Over the last few years, Oracle has been focused on purpose-built systems that are engineered to have hardware and software work together, and are designed to deliver extreme performance and high availability, while at the same time making them easy to install, configure, and maintain. The Oracle engineered systems that assist with big data processing through its various phases are the Oracle Big Data Appliance, Oracle Exadata Database Machine, and Oracle Exalytics In-Memory Machine. Figure 1 shows the best practice architecture of processing big data using Oracle engineered systems. As the figure depicts, each appliance plays a special role in the overall processing of big data by participating in the acquisition, organization, and analysis phases.
Oracle Big Data Appliance
The Oracle Big Data Appliance is an engineered system built with optimized hardware and a comprehensive set of software designed to provide big data solutions in a complete, easy-to-deploy offering for acquiring, organizing, and analyzing big data. Oracle Big Data Appliance delivers an affordable, scalable, and fully optimized big data infrastructure in-a-box, as compared to building a custom system from scratch, which could be time-consuming, inefficient, and prone to failures. Oracle Big Data Appliance, along with Oracle Exadata Database Machine and Oracle Exalytics In-Memory Machine, creates a complete set of technologies for leveraging and integrating big data, and helps enterprises quickly and efficiently turn information into insight.
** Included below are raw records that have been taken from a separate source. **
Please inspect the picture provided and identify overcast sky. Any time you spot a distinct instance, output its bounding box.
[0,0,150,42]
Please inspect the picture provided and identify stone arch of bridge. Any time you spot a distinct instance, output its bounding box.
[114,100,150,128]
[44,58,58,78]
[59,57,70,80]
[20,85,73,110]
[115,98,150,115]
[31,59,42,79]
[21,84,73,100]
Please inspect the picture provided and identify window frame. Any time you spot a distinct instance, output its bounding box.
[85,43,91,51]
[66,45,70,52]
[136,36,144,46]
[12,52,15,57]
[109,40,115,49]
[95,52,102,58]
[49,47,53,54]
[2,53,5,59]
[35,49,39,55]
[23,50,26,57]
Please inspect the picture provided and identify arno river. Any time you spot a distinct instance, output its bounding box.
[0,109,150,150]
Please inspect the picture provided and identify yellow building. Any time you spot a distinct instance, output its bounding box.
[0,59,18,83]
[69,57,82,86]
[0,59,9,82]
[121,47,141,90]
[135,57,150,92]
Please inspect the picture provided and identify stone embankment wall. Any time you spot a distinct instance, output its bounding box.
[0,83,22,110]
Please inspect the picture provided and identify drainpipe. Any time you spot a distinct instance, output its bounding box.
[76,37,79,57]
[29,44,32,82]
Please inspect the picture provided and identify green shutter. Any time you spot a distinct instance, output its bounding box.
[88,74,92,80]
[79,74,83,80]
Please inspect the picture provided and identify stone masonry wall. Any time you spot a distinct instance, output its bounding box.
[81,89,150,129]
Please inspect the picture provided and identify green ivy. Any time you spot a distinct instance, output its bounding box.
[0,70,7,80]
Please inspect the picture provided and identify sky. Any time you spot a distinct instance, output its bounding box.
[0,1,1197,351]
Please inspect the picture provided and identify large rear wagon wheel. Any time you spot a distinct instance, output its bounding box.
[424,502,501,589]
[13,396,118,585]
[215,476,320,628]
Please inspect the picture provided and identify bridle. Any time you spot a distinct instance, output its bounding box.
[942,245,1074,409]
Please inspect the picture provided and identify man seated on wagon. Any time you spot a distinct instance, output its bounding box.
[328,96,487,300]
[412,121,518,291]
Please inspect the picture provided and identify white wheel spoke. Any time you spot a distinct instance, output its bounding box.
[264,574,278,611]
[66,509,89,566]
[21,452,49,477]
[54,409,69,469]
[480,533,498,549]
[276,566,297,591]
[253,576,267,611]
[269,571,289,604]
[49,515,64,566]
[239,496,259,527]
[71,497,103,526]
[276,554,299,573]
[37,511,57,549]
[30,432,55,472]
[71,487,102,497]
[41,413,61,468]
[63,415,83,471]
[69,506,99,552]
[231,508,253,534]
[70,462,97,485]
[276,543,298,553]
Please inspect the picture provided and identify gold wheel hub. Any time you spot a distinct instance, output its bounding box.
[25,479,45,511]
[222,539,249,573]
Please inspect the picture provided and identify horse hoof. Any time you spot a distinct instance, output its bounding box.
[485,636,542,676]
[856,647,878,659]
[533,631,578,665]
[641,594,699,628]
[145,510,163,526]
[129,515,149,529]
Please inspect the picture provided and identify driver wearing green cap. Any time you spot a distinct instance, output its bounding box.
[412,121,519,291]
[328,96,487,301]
The Oracle Big Data Appliance provides the following benefits:
- Rapid provisioning of large and highly available big data clusters that can linearly scale and process massive amounts of data
- Cost control benefits of deploying a pre-integrated, engineered system that can be installed and managed easily
- High performance by engineering state-of-the-art hardware and pre-optimized software to assist with acquiring, organizing, and analyzing big data
The Oracle Big Data Appliance comes in multiple configurations of different-sized racks: the full rack, two-thirds rack, and one-third rack. The full-rack configuration comprises 18 Sun servers and provides a total raw storage capacity of 648TB. Every server in the rack has 2 CPUs, each with 8 cores for a total of 288 cores, and 64GB memory that can be expanded to 512GB, for a total of 1152GB expandable to over 9TB of total memory for all 18 servers. The two-thirds rack and one-third rack configurations have the hardware specs that are basically two-thirds and one-third of the respective full-rack configuration. These racks can be easily cabled together using the high-speed InfiniBand network in order to provide rapid scalability and incremental growth, thereby enabling the cluster to handle extreme data volumes and storage capacity.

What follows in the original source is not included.